The Nonfarm Payroll Report Disappoints in November, coming in at 210,000. Over 600,000 was expected. The Headline Unemployment Rate fell to 4.2%, a new post pandemic low. There was a lot of confusing and contradictory data this month. Professional & Business Services added 90,000, Couriers & Messengers 26,800, and Leisure & Hospitality 23,000. But total Employment added 1.1 million. Government lost 25,000 jobs.

 

 

How Real is Omicron? On Friday, the market viewed it as a delta variant 2.0. I don’t think so. If anything, it shows how effective the global early response system has become to new variants. South Africa caught omicron with only a handful of cases and the borders started closing immediately. There is no indication that Omicron can’t be stopped by vaccination. It will only kill the anti-vaxers. It means we’re safer, not more at risk, and the economic recovery and the bull market should continue.

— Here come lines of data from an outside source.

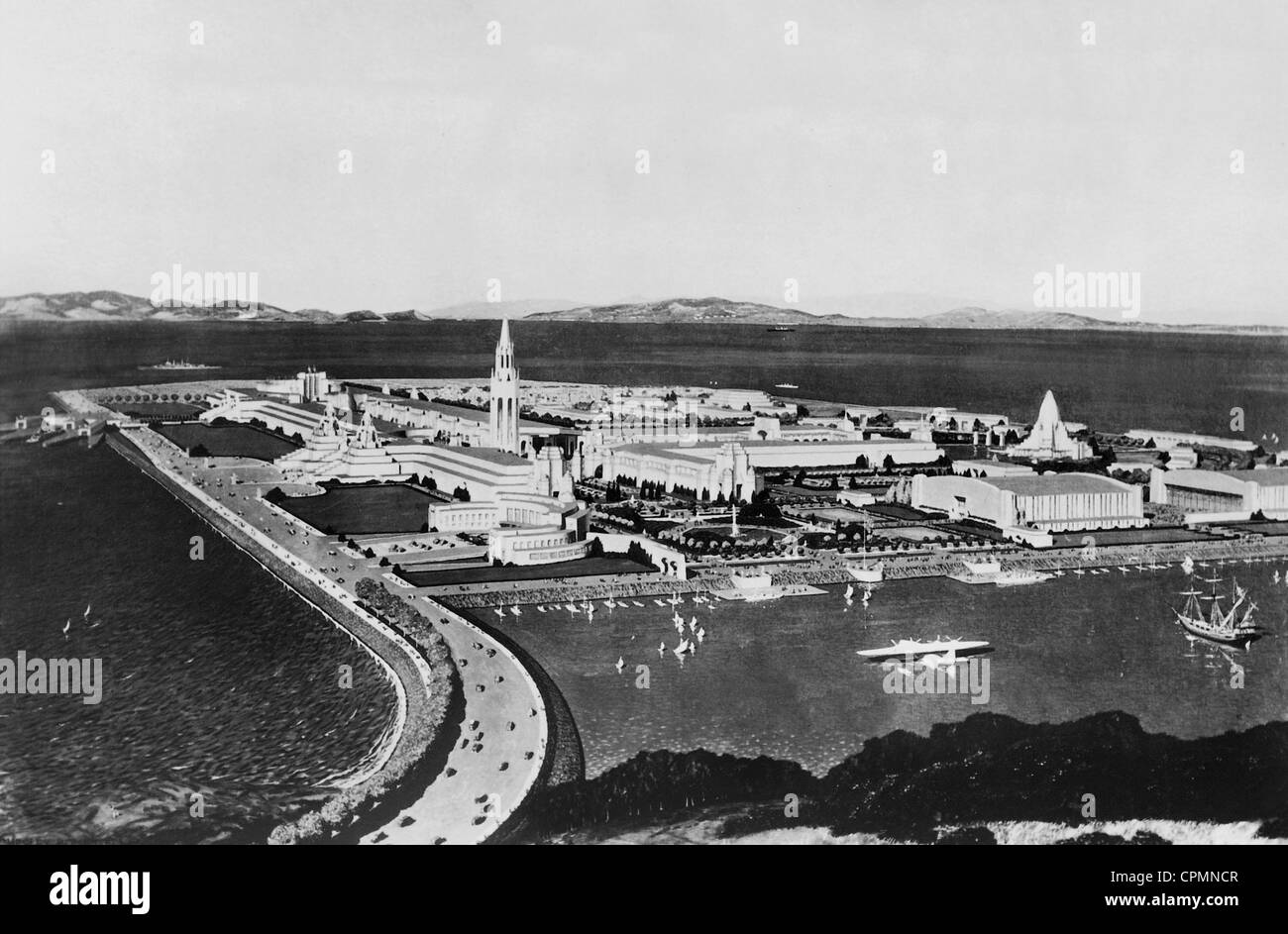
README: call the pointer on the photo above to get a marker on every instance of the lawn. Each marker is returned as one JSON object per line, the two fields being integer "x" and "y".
{"x": 227, "y": 441}
{"x": 366, "y": 509}
{"x": 1131, "y": 536}
{"x": 1258, "y": 527}
{"x": 585, "y": 567}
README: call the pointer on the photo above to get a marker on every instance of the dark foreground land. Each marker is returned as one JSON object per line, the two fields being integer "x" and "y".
{"x": 364, "y": 509}
{"x": 584, "y": 567}
{"x": 988, "y": 768}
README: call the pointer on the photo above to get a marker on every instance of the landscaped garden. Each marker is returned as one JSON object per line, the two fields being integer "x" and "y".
{"x": 362, "y": 509}
{"x": 226, "y": 441}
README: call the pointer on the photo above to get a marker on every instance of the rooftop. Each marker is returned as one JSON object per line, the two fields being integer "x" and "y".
{"x": 1050, "y": 484}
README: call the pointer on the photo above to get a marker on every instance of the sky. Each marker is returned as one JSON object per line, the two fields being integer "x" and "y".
{"x": 513, "y": 165}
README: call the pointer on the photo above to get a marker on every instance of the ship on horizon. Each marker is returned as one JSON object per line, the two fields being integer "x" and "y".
{"x": 1218, "y": 625}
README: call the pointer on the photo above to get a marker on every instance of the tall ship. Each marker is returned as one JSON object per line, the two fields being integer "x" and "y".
{"x": 1020, "y": 577}
{"x": 866, "y": 572}
{"x": 1225, "y": 626}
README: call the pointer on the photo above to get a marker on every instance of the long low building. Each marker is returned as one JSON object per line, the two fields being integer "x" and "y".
{"x": 1046, "y": 502}
{"x": 729, "y": 469}
{"x": 523, "y": 528}
{"x": 1223, "y": 493}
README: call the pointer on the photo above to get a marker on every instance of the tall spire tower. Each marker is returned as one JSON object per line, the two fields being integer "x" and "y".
{"x": 505, "y": 394}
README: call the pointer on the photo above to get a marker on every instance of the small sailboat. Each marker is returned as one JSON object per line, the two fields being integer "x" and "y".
{"x": 1219, "y": 626}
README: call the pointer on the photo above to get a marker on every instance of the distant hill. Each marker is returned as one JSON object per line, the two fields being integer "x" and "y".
{"x": 111, "y": 305}
{"x": 520, "y": 308}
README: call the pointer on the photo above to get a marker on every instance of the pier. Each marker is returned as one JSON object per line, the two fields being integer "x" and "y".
{"x": 501, "y": 698}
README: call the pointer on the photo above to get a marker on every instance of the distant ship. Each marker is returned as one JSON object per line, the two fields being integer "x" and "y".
{"x": 1220, "y": 626}
{"x": 179, "y": 364}
{"x": 936, "y": 652}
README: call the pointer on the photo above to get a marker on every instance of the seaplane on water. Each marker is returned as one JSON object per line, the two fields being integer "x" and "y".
{"x": 1219, "y": 625}
{"x": 936, "y": 654}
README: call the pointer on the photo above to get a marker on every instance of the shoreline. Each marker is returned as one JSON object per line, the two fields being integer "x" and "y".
{"x": 909, "y": 567}
{"x": 390, "y": 652}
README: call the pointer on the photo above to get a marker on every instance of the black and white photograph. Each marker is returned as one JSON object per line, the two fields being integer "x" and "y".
{"x": 784, "y": 423}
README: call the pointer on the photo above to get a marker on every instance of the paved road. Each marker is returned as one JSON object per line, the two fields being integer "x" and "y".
{"x": 503, "y": 732}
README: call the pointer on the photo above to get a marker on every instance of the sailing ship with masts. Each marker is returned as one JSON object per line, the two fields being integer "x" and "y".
{"x": 1225, "y": 626}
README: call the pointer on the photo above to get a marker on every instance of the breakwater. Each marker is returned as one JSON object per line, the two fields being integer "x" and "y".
{"x": 408, "y": 671}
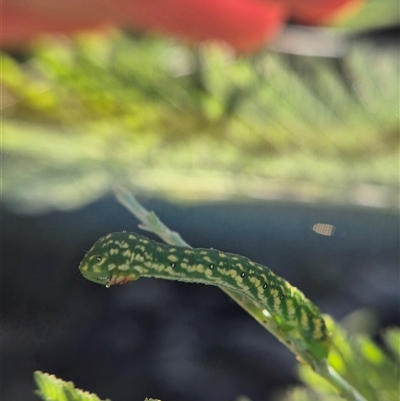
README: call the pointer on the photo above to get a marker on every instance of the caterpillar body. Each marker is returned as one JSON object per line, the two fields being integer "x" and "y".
{"x": 118, "y": 258}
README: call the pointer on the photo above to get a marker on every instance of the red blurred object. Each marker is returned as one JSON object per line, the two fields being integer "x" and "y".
{"x": 244, "y": 24}
{"x": 320, "y": 12}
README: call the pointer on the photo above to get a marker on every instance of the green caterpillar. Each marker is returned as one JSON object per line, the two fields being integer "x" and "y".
{"x": 121, "y": 257}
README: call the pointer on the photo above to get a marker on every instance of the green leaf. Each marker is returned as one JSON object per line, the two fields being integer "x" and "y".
{"x": 50, "y": 388}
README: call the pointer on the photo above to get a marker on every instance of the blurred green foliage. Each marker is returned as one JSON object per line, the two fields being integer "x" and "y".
{"x": 372, "y": 370}
{"x": 81, "y": 115}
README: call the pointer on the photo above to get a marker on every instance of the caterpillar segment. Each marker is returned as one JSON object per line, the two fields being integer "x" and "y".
{"x": 118, "y": 258}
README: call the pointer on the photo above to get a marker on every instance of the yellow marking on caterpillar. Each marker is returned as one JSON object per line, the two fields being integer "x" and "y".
{"x": 232, "y": 273}
{"x": 139, "y": 257}
{"x": 318, "y": 333}
{"x": 303, "y": 318}
{"x": 290, "y": 308}
{"x": 122, "y": 244}
{"x": 200, "y": 268}
{"x": 172, "y": 258}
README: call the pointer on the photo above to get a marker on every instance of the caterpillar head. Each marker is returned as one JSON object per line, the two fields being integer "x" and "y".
{"x": 109, "y": 261}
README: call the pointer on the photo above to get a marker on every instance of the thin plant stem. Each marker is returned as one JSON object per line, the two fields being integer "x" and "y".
{"x": 150, "y": 222}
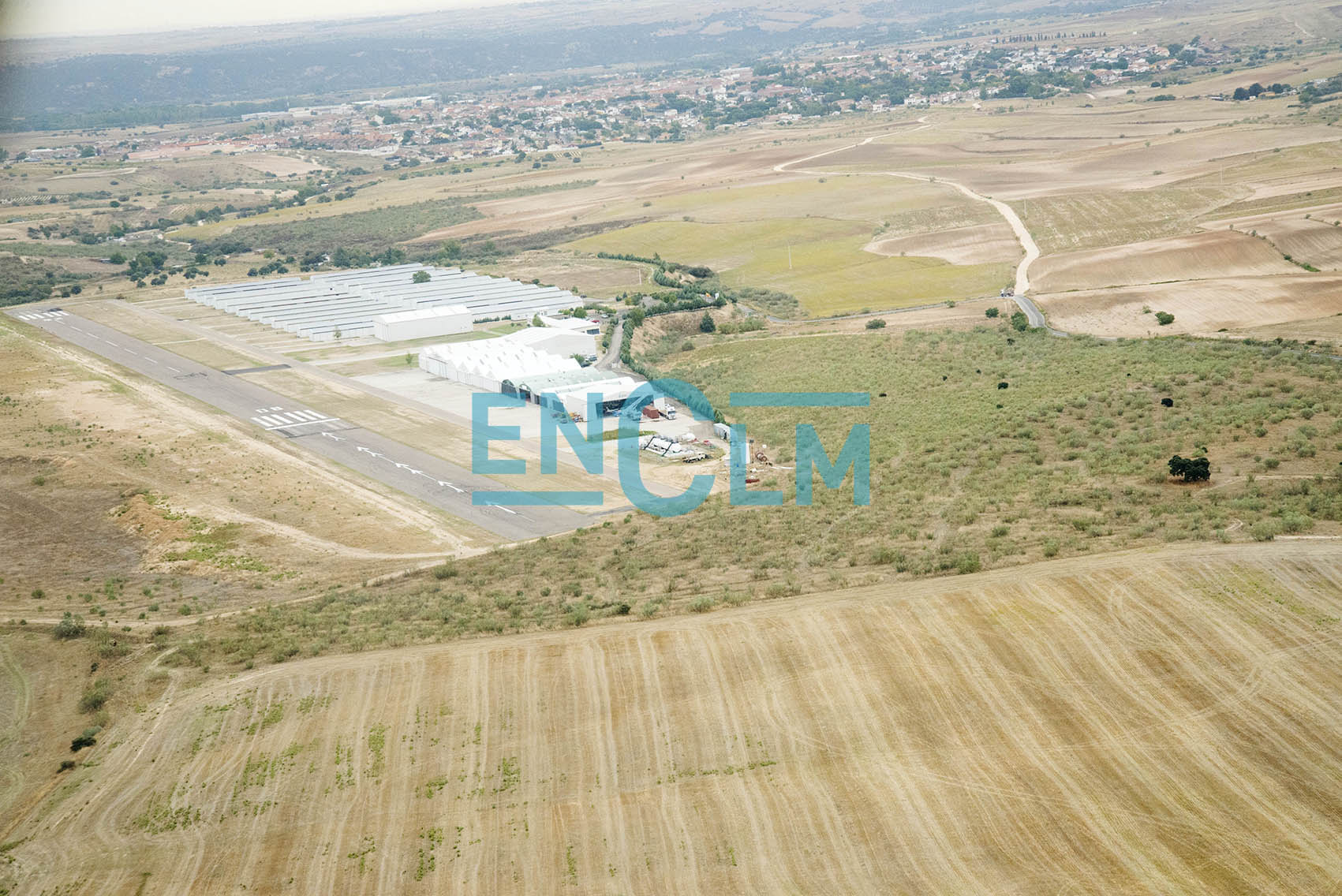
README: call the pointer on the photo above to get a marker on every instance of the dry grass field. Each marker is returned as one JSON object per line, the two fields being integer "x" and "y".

Oil Plunges Down 13% in a Day, breaking $70, as fears of a new variant-caused recession run rampant. It was a “sell everything” selloff.

Biden Says No Travel Restrictions or Lockdowns, in response to the new Covid Omicron variant. Therefore, no negative response for the stock market. It was worth a 350-point rally yesterday.

Pending Home Sales Soar by 7.5% in October. The Midwest showed the strongest sales, reflecting a mass migration to cheaper homes from the coasts.

ADP Comes in Red Hot at 534,000. Services dominated and Leisure & Hospitality picked up a massive 136,000. Large companies led the hiring binge. It augers well for the Friday Nonfarm Payroll Report.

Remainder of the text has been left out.